Digital music sales will surpass CD sales in five years, according to a new report from Forrester Research ominously titled "The End of Music As We Know It."

Forrester predicts digital sales will grow by 23% a year through 2012, when they will reach $4.8 billion in annual sales. CD sales will slide to $3.8 billion in 2012, according to the report. However, digital growth won't make up for CD declines over the next five years.

Forrester surveyed 5,000 consumers in the U.S. and Canada. The company found that MP3 devices are being underutilized, with just 57% of their capacity filled. Forrester also predicts that DRM-free downloads will extend to Apple iTunes and other services and onto social networks, where friends could sell friends their favorite songs.

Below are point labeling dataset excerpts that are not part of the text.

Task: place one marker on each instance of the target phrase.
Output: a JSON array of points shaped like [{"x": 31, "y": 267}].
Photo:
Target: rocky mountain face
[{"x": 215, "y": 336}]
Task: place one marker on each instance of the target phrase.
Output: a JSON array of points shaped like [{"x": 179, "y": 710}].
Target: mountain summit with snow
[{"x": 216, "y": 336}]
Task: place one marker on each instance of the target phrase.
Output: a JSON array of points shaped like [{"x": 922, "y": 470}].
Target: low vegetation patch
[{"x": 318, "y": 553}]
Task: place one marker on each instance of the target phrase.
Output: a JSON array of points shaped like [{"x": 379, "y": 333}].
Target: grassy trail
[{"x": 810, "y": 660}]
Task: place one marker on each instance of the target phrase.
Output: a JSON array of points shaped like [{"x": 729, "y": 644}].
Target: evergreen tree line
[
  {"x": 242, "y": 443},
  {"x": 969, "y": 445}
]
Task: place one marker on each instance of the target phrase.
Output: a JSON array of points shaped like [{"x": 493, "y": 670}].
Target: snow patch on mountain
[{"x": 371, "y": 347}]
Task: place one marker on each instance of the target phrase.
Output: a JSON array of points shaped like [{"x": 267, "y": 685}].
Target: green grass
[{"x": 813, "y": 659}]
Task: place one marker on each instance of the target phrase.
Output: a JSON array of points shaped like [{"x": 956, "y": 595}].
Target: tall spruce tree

Forrester believes digital downloads will dominate sales in coming years, but sees some growth potential for online music subscription services, which it believes will grow to $459 million in revenues by 2012. Ad-supported downloads will fail to take off because of DRM-free music and on-demand streaming from sites like imeem.com, according to the report.

"The industry has to redefine what its product is," Forrester Research VP and principal analyst James L. McQuivey said in a statement.

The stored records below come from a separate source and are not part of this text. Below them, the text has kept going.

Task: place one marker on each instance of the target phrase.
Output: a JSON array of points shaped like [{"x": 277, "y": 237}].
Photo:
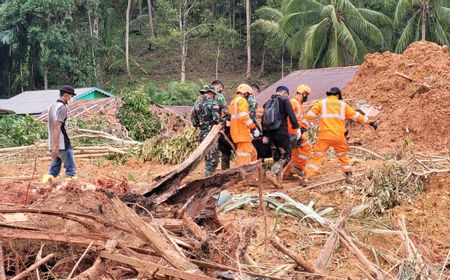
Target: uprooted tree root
[{"x": 386, "y": 186}]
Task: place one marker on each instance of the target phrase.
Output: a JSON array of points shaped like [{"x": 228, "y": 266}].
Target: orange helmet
[
  {"x": 244, "y": 88},
  {"x": 303, "y": 88}
]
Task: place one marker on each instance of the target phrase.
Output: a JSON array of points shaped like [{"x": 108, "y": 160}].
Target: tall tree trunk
[
  {"x": 424, "y": 22},
  {"x": 213, "y": 7},
  {"x": 127, "y": 37},
  {"x": 150, "y": 19},
  {"x": 183, "y": 28},
  {"x": 249, "y": 48},
  {"x": 33, "y": 64},
  {"x": 291, "y": 66},
  {"x": 282, "y": 61},
  {"x": 217, "y": 60},
  {"x": 263, "y": 62},
  {"x": 46, "y": 77}
]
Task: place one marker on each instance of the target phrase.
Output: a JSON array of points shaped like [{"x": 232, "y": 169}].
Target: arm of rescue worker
[
  {"x": 291, "y": 114},
  {"x": 215, "y": 113},
  {"x": 351, "y": 114},
  {"x": 313, "y": 113},
  {"x": 55, "y": 140},
  {"x": 244, "y": 114}
]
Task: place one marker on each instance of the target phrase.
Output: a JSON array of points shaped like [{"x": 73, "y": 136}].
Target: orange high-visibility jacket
[
  {"x": 299, "y": 112},
  {"x": 240, "y": 122},
  {"x": 332, "y": 113}
]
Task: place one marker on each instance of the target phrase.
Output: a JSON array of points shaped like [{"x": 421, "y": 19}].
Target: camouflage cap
[{"x": 208, "y": 88}]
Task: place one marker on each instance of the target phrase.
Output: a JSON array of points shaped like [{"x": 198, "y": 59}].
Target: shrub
[
  {"x": 16, "y": 130},
  {"x": 177, "y": 93},
  {"x": 135, "y": 115}
]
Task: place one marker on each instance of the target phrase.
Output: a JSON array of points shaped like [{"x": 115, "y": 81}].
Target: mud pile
[{"x": 412, "y": 90}]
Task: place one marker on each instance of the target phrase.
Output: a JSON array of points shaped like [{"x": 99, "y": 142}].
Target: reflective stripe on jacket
[
  {"x": 240, "y": 122},
  {"x": 299, "y": 112},
  {"x": 332, "y": 113}
]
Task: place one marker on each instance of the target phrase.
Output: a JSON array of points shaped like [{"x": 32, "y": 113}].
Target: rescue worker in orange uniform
[
  {"x": 242, "y": 128},
  {"x": 300, "y": 154},
  {"x": 332, "y": 113}
]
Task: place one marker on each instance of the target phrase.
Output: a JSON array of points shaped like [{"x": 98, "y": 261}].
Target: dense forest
[{"x": 155, "y": 43}]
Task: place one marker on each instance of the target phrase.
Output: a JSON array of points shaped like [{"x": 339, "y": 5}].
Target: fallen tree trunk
[
  {"x": 151, "y": 268},
  {"x": 32, "y": 267},
  {"x": 150, "y": 234},
  {"x": 52, "y": 236},
  {"x": 186, "y": 167},
  {"x": 324, "y": 257},
  {"x": 298, "y": 259},
  {"x": 179, "y": 194}
]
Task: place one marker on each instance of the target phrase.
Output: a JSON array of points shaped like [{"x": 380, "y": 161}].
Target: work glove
[
  {"x": 374, "y": 124},
  {"x": 299, "y": 134},
  {"x": 255, "y": 132}
]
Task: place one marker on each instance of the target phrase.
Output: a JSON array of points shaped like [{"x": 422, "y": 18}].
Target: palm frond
[
  {"x": 269, "y": 13},
  {"x": 407, "y": 35},
  {"x": 440, "y": 34},
  {"x": 377, "y": 18}
]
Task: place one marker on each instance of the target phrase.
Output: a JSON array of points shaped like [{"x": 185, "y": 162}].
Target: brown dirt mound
[{"x": 420, "y": 122}]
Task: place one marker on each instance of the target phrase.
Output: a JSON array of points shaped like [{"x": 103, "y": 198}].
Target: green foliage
[
  {"x": 332, "y": 33},
  {"x": 173, "y": 150},
  {"x": 16, "y": 130},
  {"x": 177, "y": 93},
  {"x": 134, "y": 113}
]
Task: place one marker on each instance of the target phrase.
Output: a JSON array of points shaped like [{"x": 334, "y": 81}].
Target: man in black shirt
[{"x": 279, "y": 137}]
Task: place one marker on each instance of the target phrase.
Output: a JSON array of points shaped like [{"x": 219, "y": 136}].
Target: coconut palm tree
[
  {"x": 425, "y": 19},
  {"x": 268, "y": 23},
  {"x": 332, "y": 33}
]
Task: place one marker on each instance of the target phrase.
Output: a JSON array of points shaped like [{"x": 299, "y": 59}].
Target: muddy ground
[{"x": 427, "y": 217}]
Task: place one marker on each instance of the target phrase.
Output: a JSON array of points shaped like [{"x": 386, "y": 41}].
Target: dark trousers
[{"x": 281, "y": 149}]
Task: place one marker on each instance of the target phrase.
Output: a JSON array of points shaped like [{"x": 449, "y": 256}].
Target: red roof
[
  {"x": 85, "y": 108},
  {"x": 319, "y": 80}
]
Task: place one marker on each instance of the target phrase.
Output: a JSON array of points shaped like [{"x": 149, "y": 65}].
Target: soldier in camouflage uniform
[
  {"x": 205, "y": 114},
  {"x": 224, "y": 146}
]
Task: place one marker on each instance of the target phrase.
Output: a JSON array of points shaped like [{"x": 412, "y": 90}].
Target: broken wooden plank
[
  {"x": 218, "y": 180},
  {"x": 32, "y": 267},
  {"x": 299, "y": 260},
  {"x": 324, "y": 257},
  {"x": 53, "y": 236},
  {"x": 216, "y": 266},
  {"x": 63, "y": 214},
  {"x": 348, "y": 242},
  {"x": 150, "y": 234},
  {"x": 2, "y": 263},
  {"x": 187, "y": 166},
  {"x": 404, "y": 76},
  {"x": 151, "y": 268},
  {"x": 194, "y": 228}
]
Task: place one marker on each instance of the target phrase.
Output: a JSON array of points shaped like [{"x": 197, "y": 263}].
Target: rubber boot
[
  {"x": 70, "y": 178},
  {"x": 48, "y": 178},
  {"x": 225, "y": 162},
  {"x": 349, "y": 178}
]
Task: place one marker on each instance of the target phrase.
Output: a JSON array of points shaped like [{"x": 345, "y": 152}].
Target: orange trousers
[
  {"x": 245, "y": 153},
  {"x": 300, "y": 155},
  {"x": 340, "y": 147}
]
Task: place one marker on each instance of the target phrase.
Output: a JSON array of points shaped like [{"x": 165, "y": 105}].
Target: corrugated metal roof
[
  {"x": 320, "y": 80},
  {"x": 36, "y": 101},
  {"x": 179, "y": 110},
  {"x": 85, "y": 108}
]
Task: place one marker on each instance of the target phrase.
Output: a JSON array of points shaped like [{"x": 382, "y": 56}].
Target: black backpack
[{"x": 272, "y": 118}]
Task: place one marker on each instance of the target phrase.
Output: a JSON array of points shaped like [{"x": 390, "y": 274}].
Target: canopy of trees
[{"x": 46, "y": 43}]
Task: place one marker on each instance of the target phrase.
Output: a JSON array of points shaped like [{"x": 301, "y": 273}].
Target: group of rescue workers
[{"x": 281, "y": 134}]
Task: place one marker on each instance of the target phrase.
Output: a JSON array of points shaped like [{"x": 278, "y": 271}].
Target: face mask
[{"x": 304, "y": 98}]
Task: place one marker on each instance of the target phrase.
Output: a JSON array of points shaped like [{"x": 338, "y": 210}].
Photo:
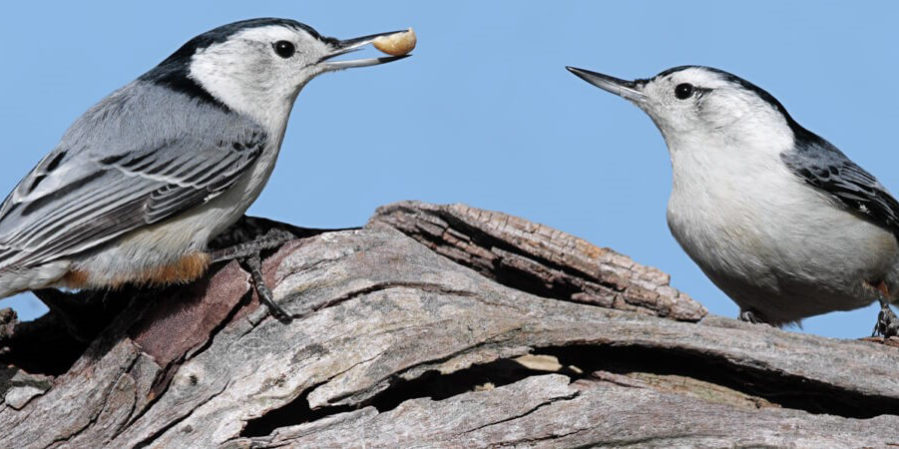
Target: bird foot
[
  {"x": 887, "y": 322},
  {"x": 249, "y": 256},
  {"x": 751, "y": 316}
]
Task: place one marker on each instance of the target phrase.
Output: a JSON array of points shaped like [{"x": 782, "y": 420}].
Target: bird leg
[
  {"x": 249, "y": 256},
  {"x": 751, "y": 316},
  {"x": 81, "y": 313},
  {"x": 887, "y": 322}
]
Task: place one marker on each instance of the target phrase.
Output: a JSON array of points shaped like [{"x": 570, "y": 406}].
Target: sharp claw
[
  {"x": 254, "y": 264},
  {"x": 887, "y": 323}
]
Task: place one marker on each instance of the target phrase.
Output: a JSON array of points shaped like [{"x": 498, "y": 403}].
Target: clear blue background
[{"x": 484, "y": 112}]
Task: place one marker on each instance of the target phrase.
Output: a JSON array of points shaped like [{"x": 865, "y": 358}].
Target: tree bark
[{"x": 436, "y": 326}]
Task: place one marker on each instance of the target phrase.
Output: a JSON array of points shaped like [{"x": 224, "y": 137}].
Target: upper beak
[
  {"x": 628, "y": 90},
  {"x": 351, "y": 45}
]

"Music executives have spent years tracking CD sales," he continued. "But the artist is the product -- not just the source of it. New forms of revenue will come from unexpected sources. For example, the industry has failed to capitalize on the growing popularity of video games such as 'Guitar Hero' and 'Rock Band.' In a market where musicians are happy to sell a million copies of a CD, a videogame market where titles can sell five million copies is enough to motivate even the most depressed music executive."